Graphene oxide promotes soybean growth by reshaping the rhizosphere microbiome and enhancing soil fertility

Xiaokang Chen^*Jun QiaoLijia ShenJiahao LiuJiao SunZijun DaiJianwen HuChangjian DuJiasheng YangJinwei LiJianguo Zhao

• Shanxi Datong University, Datong, China

Soybean (Glycine max L.) one of the world's most important crops that is prized for its high protein and lipid content. As a prominent member of the carbon nanomaterial family, graphene oxide (GO) exhibits remarkable fertilizer adsorption and slow-release capabilities owing to its high specific surface area and abundant oxygen-containing functional groups, demonstrating broad application prospects in agricultural production.
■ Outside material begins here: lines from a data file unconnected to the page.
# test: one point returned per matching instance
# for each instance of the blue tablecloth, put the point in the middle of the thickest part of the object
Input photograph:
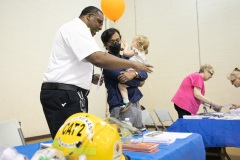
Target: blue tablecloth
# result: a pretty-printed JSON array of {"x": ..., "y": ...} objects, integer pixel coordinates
[
  {"x": 215, "y": 133},
  {"x": 191, "y": 148}
]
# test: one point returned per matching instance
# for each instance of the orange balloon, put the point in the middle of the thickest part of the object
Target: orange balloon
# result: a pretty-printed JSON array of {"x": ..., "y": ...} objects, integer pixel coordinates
[{"x": 113, "y": 9}]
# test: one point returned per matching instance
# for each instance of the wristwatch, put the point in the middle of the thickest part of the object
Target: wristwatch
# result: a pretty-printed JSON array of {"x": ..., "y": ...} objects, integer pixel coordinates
[{"x": 137, "y": 75}]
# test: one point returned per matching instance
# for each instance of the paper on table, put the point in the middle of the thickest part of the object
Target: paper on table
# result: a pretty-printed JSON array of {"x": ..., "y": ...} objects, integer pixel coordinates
[
  {"x": 192, "y": 117},
  {"x": 227, "y": 105},
  {"x": 164, "y": 137}
]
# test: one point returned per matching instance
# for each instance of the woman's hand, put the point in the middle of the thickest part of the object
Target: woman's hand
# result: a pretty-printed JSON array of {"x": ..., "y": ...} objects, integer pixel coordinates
[
  {"x": 216, "y": 107},
  {"x": 234, "y": 106}
]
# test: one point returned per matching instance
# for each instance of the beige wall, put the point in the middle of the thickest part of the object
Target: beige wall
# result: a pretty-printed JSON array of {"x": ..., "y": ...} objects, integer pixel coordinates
[
  {"x": 176, "y": 49},
  {"x": 182, "y": 38}
]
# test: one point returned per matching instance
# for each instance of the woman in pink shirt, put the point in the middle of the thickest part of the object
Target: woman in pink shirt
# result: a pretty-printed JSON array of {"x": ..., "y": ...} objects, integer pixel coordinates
[
  {"x": 190, "y": 94},
  {"x": 234, "y": 77}
]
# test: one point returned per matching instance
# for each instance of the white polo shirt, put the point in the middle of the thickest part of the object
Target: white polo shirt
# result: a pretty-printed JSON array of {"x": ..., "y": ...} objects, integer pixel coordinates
[{"x": 67, "y": 64}]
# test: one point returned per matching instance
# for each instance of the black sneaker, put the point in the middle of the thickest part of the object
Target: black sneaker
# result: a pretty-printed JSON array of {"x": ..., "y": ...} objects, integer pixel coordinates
[{"x": 127, "y": 106}]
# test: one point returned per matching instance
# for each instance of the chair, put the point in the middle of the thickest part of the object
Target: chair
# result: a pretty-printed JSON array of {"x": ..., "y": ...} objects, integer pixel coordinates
[
  {"x": 163, "y": 116},
  {"x": 11, "y": 134},
  {"x": 148, "y": 120}
]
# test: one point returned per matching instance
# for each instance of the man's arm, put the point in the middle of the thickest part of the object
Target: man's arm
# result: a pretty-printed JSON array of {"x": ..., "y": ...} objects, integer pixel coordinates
[{"x": 110, "y": 62}]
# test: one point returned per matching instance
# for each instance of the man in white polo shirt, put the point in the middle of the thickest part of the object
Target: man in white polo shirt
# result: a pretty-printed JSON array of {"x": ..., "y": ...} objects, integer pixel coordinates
[{"x": 68, "y": 78}]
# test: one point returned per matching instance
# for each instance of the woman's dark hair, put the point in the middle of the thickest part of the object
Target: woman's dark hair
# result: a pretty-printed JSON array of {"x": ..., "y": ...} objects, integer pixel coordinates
[
  {"x": 107, "y": 34},
  {"x": 90, "y": 9}
]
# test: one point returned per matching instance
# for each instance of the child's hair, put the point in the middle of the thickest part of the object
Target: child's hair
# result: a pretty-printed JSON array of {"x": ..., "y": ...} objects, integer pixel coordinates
[
  {"x": 142, "y": 43},
  {"x": 235, "y": 74}
]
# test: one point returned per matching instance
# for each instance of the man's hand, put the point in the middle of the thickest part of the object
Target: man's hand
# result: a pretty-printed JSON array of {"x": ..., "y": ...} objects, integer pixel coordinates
[
  {"x": 137, "y": 66},
  {"x": 126, "y": 76},
  {"x": 234, "y": 106},
  {"x": 217, "y": 108},
  {"x": 95, "y": 79}
]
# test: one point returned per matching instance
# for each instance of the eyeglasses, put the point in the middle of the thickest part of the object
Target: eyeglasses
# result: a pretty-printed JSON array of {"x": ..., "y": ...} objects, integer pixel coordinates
[
  {"x": 236, "y": 69},
  {"x": 100, "y": 21},
  {"x": 114, "y": 41},
  {"x": 210, "y": 73},
  {"x": 232, "y": 81}
]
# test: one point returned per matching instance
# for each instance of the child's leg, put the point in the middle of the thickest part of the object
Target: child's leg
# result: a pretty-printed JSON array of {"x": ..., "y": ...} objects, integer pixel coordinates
[{"x": 124, "y": 93}]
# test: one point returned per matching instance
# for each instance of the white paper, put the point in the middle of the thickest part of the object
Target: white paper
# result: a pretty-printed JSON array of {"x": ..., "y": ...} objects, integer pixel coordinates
[{"x": 163, "y": 137}]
However, its potential role in regulating soybean growth and modulating the rhizosphere microbiome remains poorly understood. To elucidate the mechanism by which GO modulates soybean growth, we investigated eight cultivars (SN24, CD5, 7534, 15GI-16, ZH75, G135, L2012-7, and CD13) with a 30 mg/L GO treatment. The results demonstrate that GO application significantly enhanced key agronomic traits, increasing plant height by 7.17–51.05%, stem diameter by 12.39–63.34%, and the number of root nodules by 33.33– 328.57%, along with increase in root biomass. Rhizosphere microbiome analysis revealed that GO restructured microbial communities in L2012-7 and significantly increased bacterial and fungal abundance or diversity based on operational taxonomic unit (OTU) levels (p<0.05). Taxonomic profiling identified GO-enriched beneficial genera (Sinorhizobium, Sphingomonas and Trichoderma), with LEfSe and Random Forest analyses confirming that Sinorhizobium is a keystone taxon. Mechanistically, Sinorhizobium fredii (Sf01) was successfully isolated and identified from soybean rhizosphere soil, which was shown to promote soybean growth. Treatment with 5, 30, and 50 mg/L GO promoted the colony growth of S. fredii (Sf01) by 40.2%, 42.9%, and 55.5%, respectively, whereas 100 mg/L GO inhibited its growth compared to the control. Furthermore, soil nutrient analysis demonstrated that GO significantly enhanced the contents of soil organic matter, total nitrogen, available potassium, available phosphorus, ammonium nitrogen, and humic acid in soybean rhizosphere soil. Our experimental results demonstrate that GO reshapes the soybean rhizosphere microbial community, which in turn enriches keystone beneficial microbes S. fredii (Sf01) and enhances soil fertility retention capacity. This cascade of effects collectively promotes soybean plant growth, offering a nano-enabled strategy to reduce reliance on synthetic fertilizers.